The results also reflect that certain rule templates are more specific than others. For example, template (2) is more specific than (1), thus, it leads to fewer, but more targeted predictions with a higher confidence, which yield a higher recommendation accuracy. However, templates (5) and (6) are so specific that exclusive use of them cannot fill a recommendation list of length 10, resulting in comparably lower performance. Given this trend, considering longer rule templates, e.g., that depend on longer activity sequences, is likely unfruitful.

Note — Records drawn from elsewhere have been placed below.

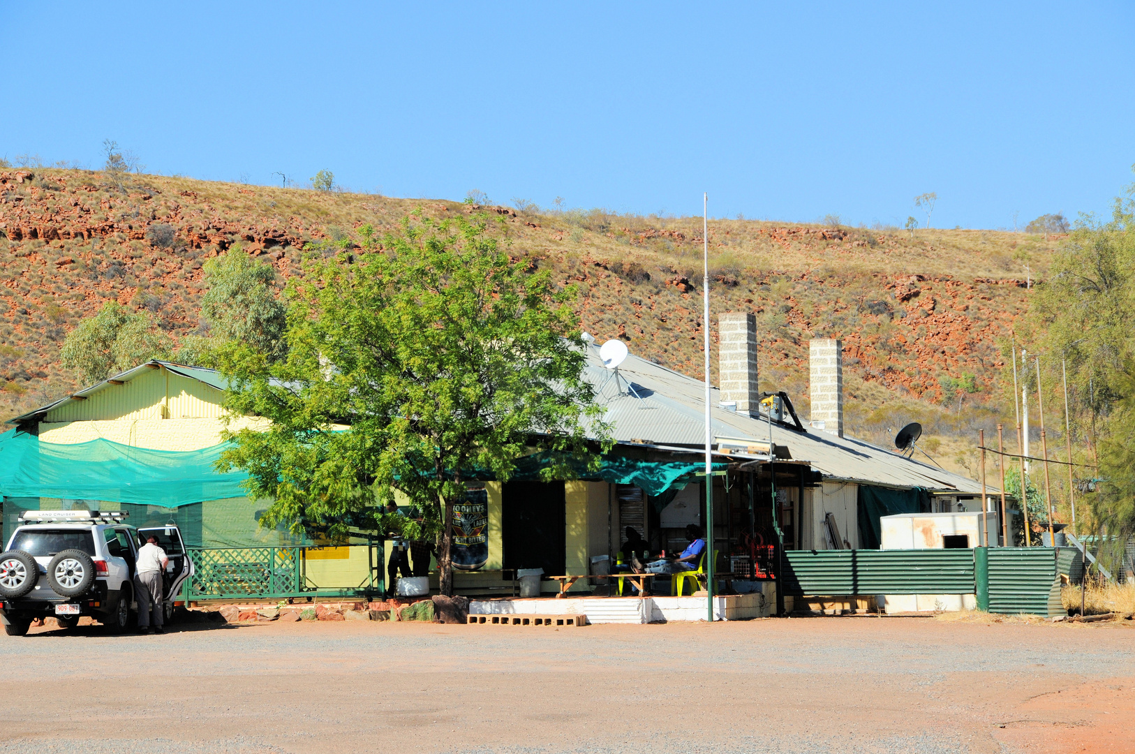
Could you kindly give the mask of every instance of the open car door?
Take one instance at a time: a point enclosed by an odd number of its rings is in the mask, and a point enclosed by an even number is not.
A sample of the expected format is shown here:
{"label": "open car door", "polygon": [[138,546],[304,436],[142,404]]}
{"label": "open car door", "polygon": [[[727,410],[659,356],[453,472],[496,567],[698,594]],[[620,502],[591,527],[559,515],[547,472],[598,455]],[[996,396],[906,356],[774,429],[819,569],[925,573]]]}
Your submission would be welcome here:
{"label": "open car door", "polygon": [[193,576],[193,561],[185,552],[185,543],[182,542],[182,533],[173,523],[168,526],[153,526],[138,529],[138,542],[145,544],[146,539],[154,537],[158,546],[166,551],[169,564],[161,575],[161,583],[165,587],[165,598],[162,606],[166,611],[165,618],[169,620],[174,615],[174,605],[182,604],[182,586],[185,579]]}

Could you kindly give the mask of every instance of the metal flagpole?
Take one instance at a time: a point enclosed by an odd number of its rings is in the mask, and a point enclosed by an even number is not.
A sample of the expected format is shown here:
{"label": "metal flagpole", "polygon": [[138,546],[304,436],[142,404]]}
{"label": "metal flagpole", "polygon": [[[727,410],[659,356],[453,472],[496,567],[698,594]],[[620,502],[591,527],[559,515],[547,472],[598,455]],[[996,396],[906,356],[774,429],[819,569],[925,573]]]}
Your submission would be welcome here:
{"label": "metal flagpole", "polygon": [[985,494],[985,430],[977,430],[977,444],[982,449],[982,528],[985,529],[985,546],[990,546],[989,496]]}
{"label": "metal flagpole", "polygon": [[1057,546],[1057,536],[1052,529],[1052,485],[1049,484],[1049,442],[1044,436],[1044,391],[1041,388],[1041,358],[1036,357],[1036,401],[1041,413],[1041,454],[1044,455],[1044,504],[1049,506],[1049,546]]}
{"label": "metal flagpole", "polygon": [[709,421],[709,194],[701,194],[701,243],[705,269],[701,298],[705,299],[703,326],[706,336],[706,596],[708,621],[713,622],[713,428]]}
{"label": "metal flagpole", "polygon": [[1068,418],[1068,368],[1065,360],[1060,360],[1060,379],[1065,386],[1065,439],[1068,443],[1068,504],[1071,505],[1071,533],[1076,534],[1076,480],[1073,477],[1071,466],[1071,421]]}
{"label": "metal flagpole", "polygon": [[998,467],[1001,469],[1001,546],[1011,547],[1009,544],[1009,519],[1004,514],[1004,437],[1001,425],[997,426],[997,452]]}
{"label": "metal flagpole", "polygon": [[[1022,394],[1024,397],[1024,394]],[[1025,546],[1032,542],[1028,536],[1028,485],[1025,483],[1025,445],[1020,437],[1020,404],[1017,403],[1017,342],[1012,341],[1012,408],[1017,410],[1017,450],[1020,451],[1020,514],[1025,521]]]}

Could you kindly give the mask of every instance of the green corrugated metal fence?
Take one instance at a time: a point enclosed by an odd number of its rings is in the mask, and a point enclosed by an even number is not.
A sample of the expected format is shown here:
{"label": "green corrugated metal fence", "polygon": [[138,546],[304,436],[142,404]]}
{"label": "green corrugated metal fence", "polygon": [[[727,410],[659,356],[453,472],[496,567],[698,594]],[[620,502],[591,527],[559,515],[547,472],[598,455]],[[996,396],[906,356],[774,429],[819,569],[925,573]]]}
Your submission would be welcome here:
{"label": "green corrugated metal fence", "polygon": [[974,593],[972,550],[813,550],[784,556],[784,594]]}
{"label": "green corrugated metal fence", "polygon": [[[1060,564],[1070,566],[1070,548]],[[976,594],[974,550],[813,550],[784,552],[781,589],[793,596]],[[1058,615],[1060,577],[1052,547],[989,547],[989,610]]]}
{"label": "green corrugated metal fence", "polygon": [[990,612],[1060,615],[1053,547],[990,547]]}

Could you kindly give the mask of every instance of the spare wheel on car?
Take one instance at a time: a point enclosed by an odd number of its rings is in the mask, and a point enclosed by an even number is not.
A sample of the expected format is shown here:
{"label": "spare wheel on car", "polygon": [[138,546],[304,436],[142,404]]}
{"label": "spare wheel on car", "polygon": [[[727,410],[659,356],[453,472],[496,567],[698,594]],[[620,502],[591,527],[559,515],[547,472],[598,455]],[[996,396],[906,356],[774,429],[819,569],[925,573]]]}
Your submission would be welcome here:
{"label": "spare wheel on car", "polygon": [[10,550],[0,555],[0,595],[18,600],[31,592],[40,580],[40,567],[23,550]]}
{"label": "spare wheel on car", "polygon": [[48,563],[48,584],[62,597],[77,597],[94,584],[94,561],[82,550],[64,550]]}

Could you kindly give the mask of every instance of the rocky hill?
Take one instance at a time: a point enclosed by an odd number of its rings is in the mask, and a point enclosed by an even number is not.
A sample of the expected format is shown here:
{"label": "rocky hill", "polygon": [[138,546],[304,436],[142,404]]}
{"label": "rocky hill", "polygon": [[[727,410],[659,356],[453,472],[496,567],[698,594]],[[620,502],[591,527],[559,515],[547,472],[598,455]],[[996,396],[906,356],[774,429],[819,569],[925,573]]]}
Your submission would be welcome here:
{"label": "rocky hill", "polygon": [[[513,253],[580,290],[583,328],[700,374],[701,218],[478,207]],[[154,312],[173,336],[199,326],[202,262],[239,244],[286,278],[304,244],[370,223],[394,228],[453,201],[390,199],[86,170],[0,171],[0,407],[74,389],[59,346],[107,300]],[[762,387],[807,414],[807,340],[844,342],[851,434],[889,442],[922,420],[952,466],[997,403],[1000,342],[1043,278],[1058,237],[715,219],[714,311],[757,315]],[[1026,268],[1027,266],[1027,268]],[[959,402],[960,399],[960,402]],[[962,442],[964,441],[964,442]],[[957,458],[953,458],[957,455]]]}

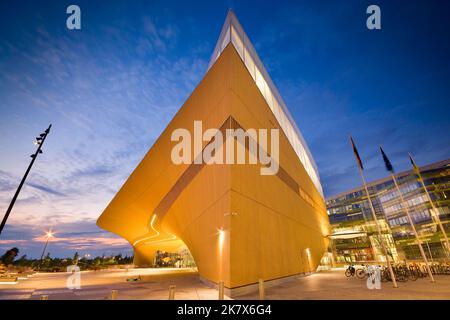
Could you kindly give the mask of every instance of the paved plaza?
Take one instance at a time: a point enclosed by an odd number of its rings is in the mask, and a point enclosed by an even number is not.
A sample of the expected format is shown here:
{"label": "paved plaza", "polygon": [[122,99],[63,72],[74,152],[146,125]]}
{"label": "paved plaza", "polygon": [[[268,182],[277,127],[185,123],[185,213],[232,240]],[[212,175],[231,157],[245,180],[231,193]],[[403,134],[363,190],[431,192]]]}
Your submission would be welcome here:
{"label": "paved plaza", "polygon": [[[47,295],[53,299],[102,300],[109,299],[111,290],[118,290],[117,299],[165,300],[169,287],[176,286],[175,299],[217,299],[218,292],[200,281],[193,269],[130,269],[85,271],[81,273],[81,289],[66,287],[69,273],[41,273],[17,284],[0,284],[0,299],[40,299]],[[127,281],[136,279],[139,281]],[[392,288],[382,283],[380,290],[369,290],[366,281],[346,278],[343,270],[322,271],[307,277],[291,279],[266,288],[266,299],[450,299],[450,276],[436,276],[436,283],[427,278],[400,282]],[[258,299],[258,293],[235,299]]]}

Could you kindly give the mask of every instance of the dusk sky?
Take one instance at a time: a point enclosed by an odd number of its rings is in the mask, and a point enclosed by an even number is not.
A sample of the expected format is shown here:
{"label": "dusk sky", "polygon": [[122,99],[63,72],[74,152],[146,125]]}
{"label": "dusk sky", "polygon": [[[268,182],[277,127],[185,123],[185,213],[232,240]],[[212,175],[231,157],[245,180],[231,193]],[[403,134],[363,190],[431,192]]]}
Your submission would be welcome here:
{"label": "dusk sky", "polygon": [[[326,196],[450,157],[449,1],[0,2],[0,254],[131,254],[95,221],[204,76],[233,8],[317,162]],[[81,30],[66,8],[81,8]],[[382,29],[366,28],[381,8]]]}

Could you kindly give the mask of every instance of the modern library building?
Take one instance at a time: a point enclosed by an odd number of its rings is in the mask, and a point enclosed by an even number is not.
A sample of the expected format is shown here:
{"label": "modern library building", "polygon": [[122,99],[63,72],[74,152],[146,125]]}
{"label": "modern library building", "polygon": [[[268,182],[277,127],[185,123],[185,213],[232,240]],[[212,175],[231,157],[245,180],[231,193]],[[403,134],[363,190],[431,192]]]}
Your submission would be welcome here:
{"label": "modern library building", "polygon": [[[216,133],[276,130],[278,145],[269,144],[272,156],[278,153],[272,157],[277,170],[261,174],[264,164],[258,162],[195,161],[216,136],[197,148],[194,141],[187,151],[191,162],[174,163],[173,133],[182,128],[195,136],[199,122]],[[252,158],[253,138],[232,137],[233,149],[244,145],[245,157]],[[264,146],[261,139],[256,143]],[[182,252],[175,255],[176,266],[189,261],[205,281],[223,281],[229,294],[259,279],[279,281],[316,270],[330,232],[317,167],[232,11],[205,76],[97,224],[129,241],[136,266],[170,265],[174,253]]]}

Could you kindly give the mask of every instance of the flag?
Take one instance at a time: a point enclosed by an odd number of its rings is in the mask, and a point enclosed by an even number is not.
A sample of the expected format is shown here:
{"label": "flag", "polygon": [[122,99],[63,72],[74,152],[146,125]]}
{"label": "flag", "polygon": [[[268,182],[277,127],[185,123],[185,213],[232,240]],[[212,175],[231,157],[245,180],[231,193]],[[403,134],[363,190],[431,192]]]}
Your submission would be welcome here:
{"label": "flag", "polygon": [[386,170],[390,171],[391,173],[394,173],[394,167],[392,166],[392,163],[389,161],[389,158],[387,157],[386,153],[384,153],[383,148],[380,146],[381,155],[383,156],[384,165],[386,166]]}
{"label": "flag", "polygon": [[422,175],[420,174],[420,169],[416,165],[414,159],[412,158],[411,153],[409,153],[408,156],[409,156],[409,161],[411,161],[411,164],[413,166],[414,173],[418,176],[419,179],[422,179]]}
{"label": "flag", "polygon": [[355,146],[355,143],[353,142],[352,136],[350,136],[350,143],[352,144],[353,152],[355,153],[355,157],[356,157],[356,161],[358,162],[358,166],[361,168],[361,170],[364,170],[361,158],[358,153],[358,149],[356,149],[356,146]]}

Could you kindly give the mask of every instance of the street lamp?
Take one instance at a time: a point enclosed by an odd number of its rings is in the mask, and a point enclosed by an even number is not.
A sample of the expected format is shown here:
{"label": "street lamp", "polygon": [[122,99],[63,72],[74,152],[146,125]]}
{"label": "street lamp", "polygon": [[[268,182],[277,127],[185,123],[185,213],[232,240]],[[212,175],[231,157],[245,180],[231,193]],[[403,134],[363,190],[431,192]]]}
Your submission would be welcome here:
{"label": "street lamp", "polygon": [[42,250],[41,258],[39,259],[38,271],[39,271],[39,268],[41,267],[42,259],[44,258],[44,254],[45,254],[45,250],[47,249],[48,241],[50,240],[50,238],[54,237],[53,236],[54,234],[55,233],[52,230],[45,232],[45,237],[47,238],[47,240],[45,241],[44,250]]}
{"label": "street lamp", "polygon": [[14,194],[11,203],[9,204],[8,210],[6,210],[5,216],[3,217],[2,223],[0,224],[0,234],[3,231],[3,228],[5,227],[6,220],[8,220],[9,214],[11,213],[12,208],[14,207],[14,203],[17,200],[17,197],[19,196],[20,190],[23,187],[23,184],[25,183],[25,180],[27,179],[28,173],[30,173],[31,167],[34,164],[34,161],[36,160],[38,154],[42,153],[42,145],[44,144],[45,138],[47,138],[47,135],[50,133],[50,128],[52,125],[49,125],[48,128],[39,135],[39,137],[36,137],[36,140],[34,141],[34,144],[38,146],[36,149],[36,152],[33,153],[31,157],[31,162],[28,165],[27,171],[25,171],[25,175],[22,178],[22,181],[20,181],[19,187],[16,190],[16,193]]}

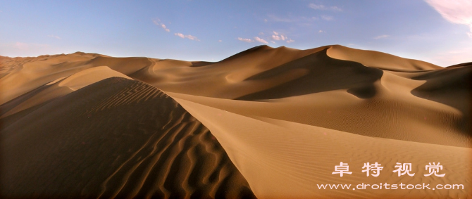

Finally, it is interesting to recognize that the combined configuration, Rules, achieves better results than R-(1) to R-(7) in every scenario. Furthermore, we also conducted inverted experiments, where we used all but one rule template. While some combinations yielded slightly better results than achieved by combining all rules, this improvement was never consistent across all evaluation scenarios. This shows that all rule templates make valuable contributions in certain situations, which is why the full approach yields a recommendation quality that is overall higher than the quality achieved by partial configurations.

6 Conclusion

In this paper, we presented a rule-based approach for activity recommendation in process models. We demonstrated different configurations of our approach, highlighting its extendable nature. Our extensive experiments showed that it outperforms a variety of other approaches [14, 15] including an embedding-based method [22]. In contrast to these approaches, our rule-based method is, furthermore, able to provide explanations alongside the given recommendations.

In future work, we aim to refine our rule-based method such that it is able to learn and apply rules to variations of previously seen labels or even to completely unseen labels. This requires other types of rule templates and the use of matching techniques that allow us to compare unseen labels with ones in the repository.